Katherine Boyle, a venture capitalist at the powerful firm Andreessen Horowitz, wrote after the TBPN deal: “It’s incredible to me, six years post-Covid when institutional trust fell off a cliff for good, that people still think audiences care about editorial independence. Point of view, charisma, good humor, entertainment, preparation and most importantly, showing up and being normal matters.” As someone who’s made a bit of money in podcasting (though more like “a living” than “a hundred million dollars” and in sports rather than tech), I think that’s half right. Charisma and prep matter a ton, but I don’t think such explicit ass-kissing as part of an editorial posture would work this well in any other field, nor would audiences so easily accept an acquisition like this one. For example, Pod Save America is friendly to the Democratic establishment but absolutely needs to keep some distance from it for the sake of being interesting. If I announced that Ohio State had bought my college football show, I’d expect to stop being taken seriously when talking about the playoff race. In a case like TBPN’s, this calculus does not appear to carry.

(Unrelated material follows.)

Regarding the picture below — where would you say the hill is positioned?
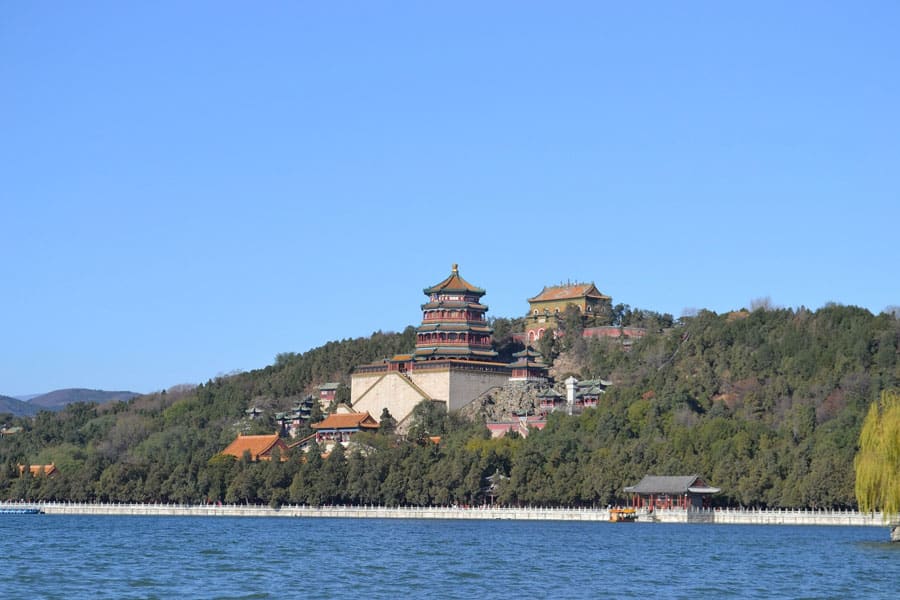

There’s a particular grimness to this deal happening at this moment, and with this A.I. giant. OpenAI isn’t the first big nonmedia company to buy into a media product. Altman isn’t the first billionaire who might do a big media deal for reasons other than sincere interest in media. But OpenAI already stands accused of suppressing inconvenient internal research about the impact of its products. As we speak, Altman is asking for cooperation from both governments and (soon) public-market investors as he tries to secure the strongest possible future for his company. The New Yorker just unveiled years’ worth of reporting on Altman that strongly suggests none of us should trust him.

Whether you are an A.I. optimist or pessimist, you’d ideally agree that few industries have ever screamed out more for intense scrutiny at a particular moment than generative A.I. does right now. Marketing expenses like this one push the media ecosystem in a different direction. “If it bleeds, it leads” is no more, replaced by something that stinks in its own way. If it glazes, it amazes?